Le teaser du film lauréat du FIFO 2017
″Mele
Murals″, qui a fait l’objet d’un bref aperçu dans un précédent article, est peut-être
l’un des films les plus optimistes de cette édition. Prenant à bras-le-corps
les mentalités d’une communauté, maintenant en position d’infériorité sur sa
propre terre, le projet artistique remobilise jeunes et anciens autour de ses
valeurs culturelles, pour se les réapproprier, les faire vivre et les engager
dans un devenir durable.
″Je
ne pleurerai plus″ est une fiction d’assez bonne facture qui repose sur un
scénario original (quoiqu’un peu simpliste par moment). L’ensemble, plutôt bien
servi par des acteurs généralement convaincants aurait toutefois mérité un peu
plus de rigueur et d’invention dans la mise-en-scène.
Épilogue…
″Fa'afaite
by Pepena″ ou ″Réconciliation″, petit bijou cinématographique de 7mn dans la
section court-métrage, ne semble pas avoir été plébiscité par le public. Signé
Virginie Tetoofa, il est pourtant un objet esthétique sans faille :
l’image aux plans complexes et recherchés est splendide, rythmée par les
sonorités musicales ciselées entre le groupe Pepena et le vivo (flûte nasale)

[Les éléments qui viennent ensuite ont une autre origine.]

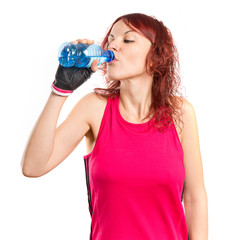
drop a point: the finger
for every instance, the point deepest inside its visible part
(94, 66)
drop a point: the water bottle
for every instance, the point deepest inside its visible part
(82, 55)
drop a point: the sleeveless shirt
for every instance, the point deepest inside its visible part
(135, 181)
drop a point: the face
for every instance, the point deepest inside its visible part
(130, 49)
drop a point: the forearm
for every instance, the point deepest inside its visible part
(197, 219)
(41, 140)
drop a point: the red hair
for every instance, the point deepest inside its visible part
(163, 63)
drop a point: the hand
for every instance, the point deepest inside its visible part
(69, 79)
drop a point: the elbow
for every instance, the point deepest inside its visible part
(31, 172)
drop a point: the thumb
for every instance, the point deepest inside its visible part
(94, 65)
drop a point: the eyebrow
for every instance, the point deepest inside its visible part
(124, 33)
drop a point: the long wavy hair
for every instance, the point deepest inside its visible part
(163, 64)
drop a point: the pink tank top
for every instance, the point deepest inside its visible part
(135, 181)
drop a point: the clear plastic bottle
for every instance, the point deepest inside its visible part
(82, 55)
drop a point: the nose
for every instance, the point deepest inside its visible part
(113, 45)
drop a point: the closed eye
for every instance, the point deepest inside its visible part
(128, 41)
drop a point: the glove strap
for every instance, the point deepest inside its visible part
(59, 91)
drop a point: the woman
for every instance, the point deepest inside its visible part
(136, 175)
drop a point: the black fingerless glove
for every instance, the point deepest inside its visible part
(67, 79)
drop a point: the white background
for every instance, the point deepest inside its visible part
(55, 206)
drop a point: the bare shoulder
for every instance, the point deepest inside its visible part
(186, 113)
(95, 107)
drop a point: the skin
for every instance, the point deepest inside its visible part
(130, 69)
(49, 145)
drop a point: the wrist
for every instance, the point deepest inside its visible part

de Libor Prokop. Jouant sur la synthèse tradition-contemporanéité, la
chorégraphie expressive est techniquement au top. La symbolique est
émotionnelle, menée par un scénario qui combine le cadre souterrain de la
modernité et les clins d’œil aux emblèmes caractéristiques à Tahiti : le
couple de gallinacés, le tatouage et les oppositions de costumes.
Prix Okeanos pour Stephen Limkin |
Si
″The Opposition″ résulte d’un énorme travail d’investigation documentaire, j’ai
un petit faible pour ″Servant or Slave″, eu égard à son image plus aboutie… et
peut-être aussi du fait que le film ait été conçu par un Aborigène : en
effet, son engagement cinématographique, lui valent encore quelques
désagréments et diatribes. Mais ses déboires n’étant pas le sujet du film,
consacré au délitement psychique, physique et social de ces cinq femmes parmi
des milliers, enlevées, flouées et
escroquées en toute « légalité », le réalisateur ne le montrait pas.
Je
regrette que ″100 Tikis″ n’ait pas fait l’objet d’une petite citation :
tout comme ″Te reo tumu″. L’esthétique du film Hawaïo-Samoan de Dan Taulapapa
McMullin est totalement novatrice : l’image se construit comme un collage
surréaliste, se déconstruit peu à peu et s’avoue impuissante avec cette fausse
fin qui rend compte du conditionnement du citoyen-spectateur. Plus soft, plus
conventionnelle dans sa structure, l’approche de Cybèle Plichart table sur
notre avenir, les 50% que constitue notre jeunesse, avec les 'ōrero
(déclamateurs) en herbe et l’exigence ou non de leurs aînés. Ces deux
courts-métrages présentent en commun, une véritable remise en question de la
société océanienne, indubitable autocritique. Cette responsabilisation de tout
un chacun est par principe hautement déstabilisante… Ce qui explique sans doute
cela.
″Fa'afaite by Pepena″ de V. Tetoofa… pour
le plaisir
Nous
n’avons pu visionner la totalité des films projetés comme les années
précédentes, du fait que nous n’avions qu’une seule accréditation pour deux. Et
c’est bien dommage.
Sans contester le rôle du jury souverain, à
l’instar du ministre de la culture, nous ne faisons que livrer notre avis. Notre
opinion, quoique partielle, se fonde sur un maximum d’impartialité.